I don't know how to face him, but the minute I was in the room, all my anxieties, vanished completely, all the hiding of emotions, gone, all I wanted is to be with him, to take him in my arms, and take care of him until he is better. He look so small and frail lying there, all white, even his face is white as ghost. When did that happen? And we thought it's just the flu, what am I gonna say to everybody? Will Shuichi being this way be pinned on me, too? Will they blame for him getting sick? Why does it always have to be me? Is it because am mean and arrogant? Can that make anyone sick?

"Brat." I whispered, kissing the top of his head. He stirred, "Y-Yuki." He called to me, weakly, my heart broke. Tears pouring down my face.

"I love you Shuichi, I love you so much, do you hear me, brat?" I said, clutching that small body in my arms. If he had his energy back he'd probably yelling in my ear, jumping all over, embracing me so hard, and kissing me all over, all at the same time. But all I got in return was a faint smile. He nodded weakly, "T-Thank you, Yuki." He said, weakly, and closed his eyes. I held him tighter. I want to feel him, I want to absorb him in my skin, I want him to be a part of me, the same he did with me, the way he took me in his system, the way he made me a part of himself.

Absolution…is this my absolution for the crime I did? Why not me? Why not take me? I had done everything I ever wanted even love someone with all of me, why not take me? I cried so hard, I never cried in a long time, the last time was when he was raped because of me, but, this time, a part of me was being ripped away from me, taken away from me. Why not cut out my eyes, severe my arm, cut my throat but please don't take Shuichi away from me.

I felt so weak, I can't breathe, my head is spinning…I must have passed out, the next thing I knew I saw Tohma and the rest of the guys looking at me with worried faces. I looked at them with confusion.
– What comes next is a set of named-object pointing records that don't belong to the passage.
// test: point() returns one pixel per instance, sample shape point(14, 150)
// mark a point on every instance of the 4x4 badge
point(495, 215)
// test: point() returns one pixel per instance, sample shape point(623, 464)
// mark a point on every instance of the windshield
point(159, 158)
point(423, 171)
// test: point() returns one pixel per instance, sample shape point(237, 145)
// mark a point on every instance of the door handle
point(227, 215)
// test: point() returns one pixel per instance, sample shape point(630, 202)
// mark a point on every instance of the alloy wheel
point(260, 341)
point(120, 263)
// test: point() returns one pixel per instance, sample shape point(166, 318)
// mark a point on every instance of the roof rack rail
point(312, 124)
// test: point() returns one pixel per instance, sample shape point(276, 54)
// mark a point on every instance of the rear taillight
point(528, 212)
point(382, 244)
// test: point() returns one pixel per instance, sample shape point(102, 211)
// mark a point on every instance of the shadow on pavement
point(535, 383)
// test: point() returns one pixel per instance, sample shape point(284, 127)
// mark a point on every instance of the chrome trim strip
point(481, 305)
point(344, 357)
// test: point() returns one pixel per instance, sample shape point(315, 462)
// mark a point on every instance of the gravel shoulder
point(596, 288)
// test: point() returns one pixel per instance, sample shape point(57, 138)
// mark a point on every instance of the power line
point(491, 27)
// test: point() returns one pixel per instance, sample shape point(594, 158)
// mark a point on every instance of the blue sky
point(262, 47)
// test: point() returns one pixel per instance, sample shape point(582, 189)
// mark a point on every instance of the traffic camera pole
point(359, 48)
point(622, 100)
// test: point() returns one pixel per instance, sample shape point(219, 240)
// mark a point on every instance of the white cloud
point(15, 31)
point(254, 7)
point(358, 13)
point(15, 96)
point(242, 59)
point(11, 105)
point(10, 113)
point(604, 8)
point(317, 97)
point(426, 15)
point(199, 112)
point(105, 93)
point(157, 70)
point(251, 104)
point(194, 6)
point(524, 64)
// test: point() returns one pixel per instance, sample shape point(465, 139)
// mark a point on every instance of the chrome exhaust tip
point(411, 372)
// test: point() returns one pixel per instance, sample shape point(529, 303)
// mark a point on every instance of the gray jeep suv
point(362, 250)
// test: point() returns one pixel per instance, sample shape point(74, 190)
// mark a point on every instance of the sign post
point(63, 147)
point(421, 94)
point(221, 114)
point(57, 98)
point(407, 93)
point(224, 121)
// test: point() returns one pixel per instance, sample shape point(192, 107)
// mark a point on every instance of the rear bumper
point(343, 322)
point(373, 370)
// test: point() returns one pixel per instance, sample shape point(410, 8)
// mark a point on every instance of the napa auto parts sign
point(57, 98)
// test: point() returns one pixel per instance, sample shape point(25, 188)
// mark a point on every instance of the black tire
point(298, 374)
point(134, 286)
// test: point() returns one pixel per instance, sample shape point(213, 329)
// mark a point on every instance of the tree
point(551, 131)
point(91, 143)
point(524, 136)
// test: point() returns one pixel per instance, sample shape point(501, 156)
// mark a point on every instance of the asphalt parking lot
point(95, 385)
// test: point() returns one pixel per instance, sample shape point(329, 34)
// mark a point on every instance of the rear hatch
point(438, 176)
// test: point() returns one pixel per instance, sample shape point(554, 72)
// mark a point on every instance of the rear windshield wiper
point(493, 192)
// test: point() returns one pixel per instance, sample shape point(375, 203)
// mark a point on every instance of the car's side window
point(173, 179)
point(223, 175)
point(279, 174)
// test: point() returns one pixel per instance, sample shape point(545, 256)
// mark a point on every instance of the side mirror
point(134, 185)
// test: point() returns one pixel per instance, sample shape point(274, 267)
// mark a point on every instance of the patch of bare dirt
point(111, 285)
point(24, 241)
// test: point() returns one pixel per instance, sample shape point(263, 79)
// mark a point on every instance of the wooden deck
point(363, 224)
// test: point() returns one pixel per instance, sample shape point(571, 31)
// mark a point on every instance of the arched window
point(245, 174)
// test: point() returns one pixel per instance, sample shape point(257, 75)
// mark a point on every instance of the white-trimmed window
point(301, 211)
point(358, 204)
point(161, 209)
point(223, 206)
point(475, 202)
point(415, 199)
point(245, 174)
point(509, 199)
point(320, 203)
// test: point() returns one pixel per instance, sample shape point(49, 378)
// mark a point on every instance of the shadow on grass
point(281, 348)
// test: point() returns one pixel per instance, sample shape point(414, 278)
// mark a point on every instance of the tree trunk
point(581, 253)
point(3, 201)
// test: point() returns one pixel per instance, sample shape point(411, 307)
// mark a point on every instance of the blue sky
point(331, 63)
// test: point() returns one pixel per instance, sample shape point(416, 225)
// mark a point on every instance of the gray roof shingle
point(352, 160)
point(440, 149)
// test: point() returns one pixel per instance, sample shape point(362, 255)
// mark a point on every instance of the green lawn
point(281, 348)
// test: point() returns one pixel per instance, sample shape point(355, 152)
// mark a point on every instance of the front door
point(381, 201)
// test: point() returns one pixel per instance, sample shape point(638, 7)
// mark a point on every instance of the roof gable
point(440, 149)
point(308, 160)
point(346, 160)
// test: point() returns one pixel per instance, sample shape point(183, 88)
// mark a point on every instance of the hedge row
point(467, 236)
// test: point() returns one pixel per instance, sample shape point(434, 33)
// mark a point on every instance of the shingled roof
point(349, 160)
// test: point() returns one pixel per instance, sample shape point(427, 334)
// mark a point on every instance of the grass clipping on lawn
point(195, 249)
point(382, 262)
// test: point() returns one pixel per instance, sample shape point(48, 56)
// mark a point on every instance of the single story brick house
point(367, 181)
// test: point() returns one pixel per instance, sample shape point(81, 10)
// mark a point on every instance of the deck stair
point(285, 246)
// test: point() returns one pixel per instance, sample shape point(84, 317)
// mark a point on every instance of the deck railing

"How are you feeling, Eiri san?" Tohma asked, I looked around me, am in a hospital, but I was there because I took Shuichi there. What's going on?

"Shuichi?" I asked, when I found my voice, I tried to get up, but I felt pain in my head.

"Don't." Hiro said, pushing back on the bed, gently.

"Shuichi is sleeping, your bed is right next to him." Hiro said, they moved away so I can see my brat.

"Boy, talk about love, you guys really do things together, don't you?" K commented, with a smirk.

"I'm alright, I'm just exhausted, just needed sleep." I said, trying to get up again. This time it was K who tried to stop me.

"Hey, you're not the doctor, dude. So, lie down. You had a breakdown, you are both pushing yourselves too much, lie down so you will be able to take care of Shuichi." K said.

I looked at them, "I have a request to make if you guys won't mind," I said.

Tohma smiled, and the rest just looked at me. "I'm not used to sleeping alone, can you asked them if we can put the beds together, so I can hold Shuichi's hand?" I asked. They all let out a surprised gasp, yeah, I know, so Un-Yuki like.

Tohma nodded, "I think that can be arranged, gentlemen? Would you do the honors?" Tohma said, eyeing his crew. They heaved and push my bed next to Shuichi, there were doctors and nurses who tried to interfere, but a word from Tohma Seguchi they just nodded.

"Thank you." I said, simply, Tohma touched my forehead.

"Eiri, are you sure you didn't hit your head or something?" Tohma asked, with a smile. I shook my head, trying not to smile or else they might transfer me to the Psychiatric ward if I continue with this erratic behavior. Maybe I did hit my head, finally. About time, too. Before it's too late.

"Merry Christmas Yuki, enjoy it with Shuichi." Hiro said, and they all pat me on the shoulder before leaving me with my brat.

When everyone was gone, I reached out and touched Shuichi's cold hand, put it in my lips, tears pouring down my face once again. I closed my eyes, as I felt a sharp pain in my chest,

I never asked for anything from you, but this time I will. If I need to pay for the crimes I did, do it all to me, don't do it to the one I love, if there's anyone you need to punish, punish me. You've taken everything from me, I just need one, and no one else, I need Shuichi. I need him like my air, my sight, my voice, my words. He is everything to me and more, if you're killing me softly, you are doing a good job but, please before you take him, take me first.

I'm a monk but I never prayed in my entire life, but this time, I got the only sutra I needed, right here, next to me, next to my heart. My Shuichi.